Como assim, criar um jogo? Aquela ideia era muito nova. Ora, se pudesse criar um jogo – e agora podia – como ele poderia ser? As fases seriam grandes? Mapas de cidade, ou de natureza? E as personagens? Vou colocar meu amigo Douglas, meus primos Íkaro, Rafael 1 e Rafael 2. Calma, também vou recriar aquele amor platônico da escola no game!
Aquela ferramenta era poderosa. E ela me tornava poderoso. O poder de contar histórias era meu. Aquela sensação de aptidão só aumentava cada vez que conseguia fazer algo novo. Os gráficos já vinham prontos e eram bem legais. Os mapas foram se tornando maiores, com mais detalhes. Os puzzles que jogávamos nos outros games também não podiam ficar de fora. Inclusive, um dos dias mais divertidos foi quando consegui, pela primeira vez, criar uma passagem secreta atrás de uma cachoeira. Acho que se você fosse jogar aquele game, nunca descobriria.

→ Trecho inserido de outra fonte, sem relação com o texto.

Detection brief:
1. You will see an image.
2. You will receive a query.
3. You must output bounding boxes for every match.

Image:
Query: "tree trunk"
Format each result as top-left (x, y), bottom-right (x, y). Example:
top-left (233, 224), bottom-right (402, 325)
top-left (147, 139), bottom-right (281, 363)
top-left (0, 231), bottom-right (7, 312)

E foi assim que comecei a me aproximar da dimensão sociológica da cultura. Calma, mais um termo que pode ser difícil, né? Vou explicar.
Quando olhamos pra cultura no sentido de elaborar algo, construir sentidos e significados, e ter a intenção de que as pessoas vejam aquilo, estamos falando da dimensão sociológica. Na ocasião, esse “algo” estava ligado a pensamentos do dia a dia de um moleque de pouco mais de 15 anos. Mesmo naquele fazer completamente sem jeito, sem técnica, mas com vontade de representar algo, penso que a dimensão sociológica estava lá, de maneira embrionária.

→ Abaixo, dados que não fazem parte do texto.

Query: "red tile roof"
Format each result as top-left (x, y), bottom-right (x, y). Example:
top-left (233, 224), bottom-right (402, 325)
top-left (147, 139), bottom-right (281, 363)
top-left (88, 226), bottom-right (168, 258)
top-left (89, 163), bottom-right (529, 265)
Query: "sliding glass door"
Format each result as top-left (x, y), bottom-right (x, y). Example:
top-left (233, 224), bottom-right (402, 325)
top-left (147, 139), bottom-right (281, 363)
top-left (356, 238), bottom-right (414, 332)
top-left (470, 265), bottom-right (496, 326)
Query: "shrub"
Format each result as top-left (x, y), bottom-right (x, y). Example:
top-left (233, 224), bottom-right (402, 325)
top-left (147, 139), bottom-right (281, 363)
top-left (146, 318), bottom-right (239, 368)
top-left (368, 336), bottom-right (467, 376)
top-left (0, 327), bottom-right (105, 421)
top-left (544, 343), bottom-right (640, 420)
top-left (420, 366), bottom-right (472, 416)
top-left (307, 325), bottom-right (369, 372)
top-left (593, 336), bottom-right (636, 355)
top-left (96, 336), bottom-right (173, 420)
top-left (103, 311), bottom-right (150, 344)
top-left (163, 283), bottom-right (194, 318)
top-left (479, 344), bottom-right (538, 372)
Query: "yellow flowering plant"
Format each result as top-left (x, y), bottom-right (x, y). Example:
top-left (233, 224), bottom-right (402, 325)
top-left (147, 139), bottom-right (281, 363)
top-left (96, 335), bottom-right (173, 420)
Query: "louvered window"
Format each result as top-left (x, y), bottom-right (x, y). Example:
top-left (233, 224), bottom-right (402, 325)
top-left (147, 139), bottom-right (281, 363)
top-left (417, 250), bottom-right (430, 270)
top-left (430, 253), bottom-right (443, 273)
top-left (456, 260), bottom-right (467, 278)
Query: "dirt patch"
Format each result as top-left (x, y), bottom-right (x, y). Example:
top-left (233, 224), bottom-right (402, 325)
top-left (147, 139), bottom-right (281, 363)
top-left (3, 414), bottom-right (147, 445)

Mesmo na quebrada, fiz o colégio sem precisar trampar. Metade na escola pública, metade na particular. Privilégio que chama, né? Já que foi assim, tive tempo pra experimentar coisas novas. Com os amigos David, Diogo, Fernando e Luigi, fazíamos experimentos de distribuição dos jogos através de disquetes. Até porque queimar CDs era algo muito caro. Distribuição digital? Nunca ouvimos falar.
Naquela época, eu achava o máximo poder representar meus amigos num videogame. Contar minhas próprias histórias. Histórias lá da Vila Zilda, Zona Norte de São Paulo. Amigos da escola, cuja parceria de vida continua até hoje.

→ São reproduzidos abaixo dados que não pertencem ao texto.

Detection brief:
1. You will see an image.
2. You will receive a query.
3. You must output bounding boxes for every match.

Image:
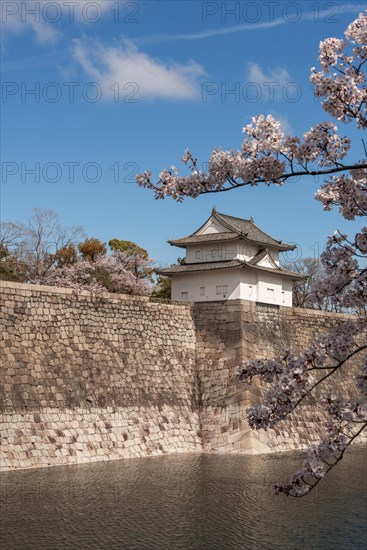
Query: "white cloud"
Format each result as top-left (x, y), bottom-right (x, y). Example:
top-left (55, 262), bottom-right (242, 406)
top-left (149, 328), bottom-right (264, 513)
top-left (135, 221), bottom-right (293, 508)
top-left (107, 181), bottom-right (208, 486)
top-left (246, 62), bottom-right (295, 103)
top-left (2, 0), bottom-right (116, 44)
top-left (137, 4), bottom-right (366, 44)
top-left (72, 38), bottom-right (205, 100)
top-left (2, 1), bottom-right (59, 44)
top-left (58, 0), bottom-right (116, 18)
top-left (248, 62), bottom-right (291, 87)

Hoje, a brincadeira da banca de jornal virou profissão. Não que toda brincadeira precise virar algo do tipo. Assim, nasceu pra mim o universo do videogame independente.
Alguns anos depois vejo muita gente criando videogames nas quebradas. Numa dessas, fizemos uma ação com a galera do PAC (Projeto Amigos das Crianças), em Pirituba. E com a mesma ferramenta de anos atrás. Dentro de três meses, a galera conseguiu construir 14 protótipos jogáveis, em 2019. Mais à frente, os games vieram a compor um pacote chamado Videogames da Quebrada, revertendo o valor em cestas básicas para 112 famílias da comunidade.
Tudo isso não seria possível sem a participação de mais pessoas. Guilherme Meneses, da Associação Povos da Terra; Filipe Pereira, da Aoca Game Lab; Marcos Vinícius e Raquel Motta, da Sue The Real; e lógico, minha companheira de vida e de profissão, a Tainá Felix.
Agradeço aos meus pais por me darem um computador naquela época. E também o dinheirinho do CD-Rom. Aos tios e tias das bancas de jornais. Acreditem, pequenos incentivos podem significar muito na formação das pessoas.
Videogame independente é videogame da quebrada!
Vejo você no futuro. Abraços!
* Jaderson Souza é doutorando em Humanidades, Direitos e outras Legitimidades pela FFLCH, na USP e Também é mestre em Tecnologias da Inteligência e Design Digital pela PUC-SP. É presidente da Game e Arte, que desenvolve jogos e facilita processos educacionais por meio deles.